The architecture operates in latent space (using a pre-trained VAE encoder), not pixel space. Input latents are patchified into tokens, processed through DiT blocks, and decoded back to images.

Conditioning Mechanisms

DiT explores four ways to inject conditioning information (class labels, timestep embeddings):

In-context Conditioning

Append conditioning tokens (timestep + class embedding) as additional input tokens. Simple but increases sequence length.

Cross-attention

Add cross-attention layer after self-attention in each block. Conditioning embeddings serve as keys/values, noisy latent tokens as queries. Standard approach from text-to-image models.

# Adaptive Layer Norm (adaLN)

Replace standard LayerNorm with adaptive version. The conditioning vector regresses scale ($\gamma$) and shift ($\beta$) parameters:

$$\text{adaLN}(h, c) = \gamma(c) \odot \text{LayerNorm}(h) + \beta(c)$$

where $c$ is the conditioning embedding (timestep + class).

adaLN-Zero (Best performing)

Same as adaLN, but also regresses a per-dimension scaling parameter $\alpha$ applied after attention/MLP:

$$h = h + \alpha(c) \odot \text{Attention}(\text{adaLN}(h, c))$$

Crucially, $\alpha$ is initialized to zero, making each DiT block initially an identity function. This zero-initialization provides stable training from the start.

Scaling Properties

DiT demonstrates clear Gflop-FID correlation: more compute → lower FID. The largest model (DiT-XL/2, 675M params) achieves state-of-the-art FID on ImageNet 256×256. Patch size matters significantly—smaller patches (DiT-XL/2 vs DiT-XL/4) improve quality at the cost of more compute.

In Robotics

Adaptation for Action Generation

In robotics, DiT has become the dominant architecture for diffusion-based policy learning (action diffusion). The core modification: instead of generating images, DiT generates action sequences conditioned on observations.

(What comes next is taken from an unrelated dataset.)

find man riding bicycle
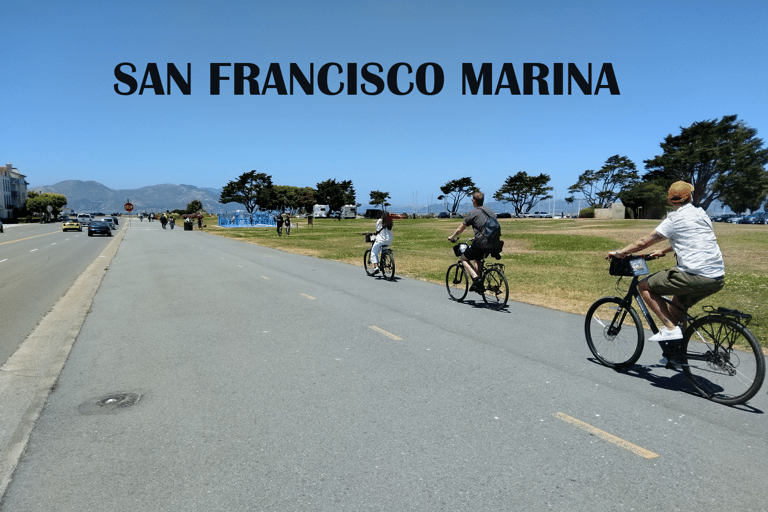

The DiT block takes input tokens (primarily vision and language tokens from a VLM backbone) and conditional inputs including:

Denoising timestep embedding $t$
Proprioceptive state embeddings (joint positions, gripper state)
Sometimes: task embeddings or goal specifications

Conditioning Architecture Choices

Robotics DiT variants typically combine multiple conditioning mechanisms:

adaLN-Zero for Timestep

The denoising timestep $t$ is almost universally injected via adaLN-Zero. This follows the original DiT finding that adaLN-Zero outperforms alternatives.

Cross-attention for Multi-modal Observations

Vision and language tokens from the VLM backbone are injected via cross-attention. This allows the action head to attend selectively to relevant visual regions and language tokens. See # ManiFlow for DiT-X architecture using adaptive cross-attention.

In-context for Proprioception

Robot state (joint angles, end-effector pose) is often concatenated as additional input tokens, since proprioception is always relevant (unlike visual regions which may vary by task).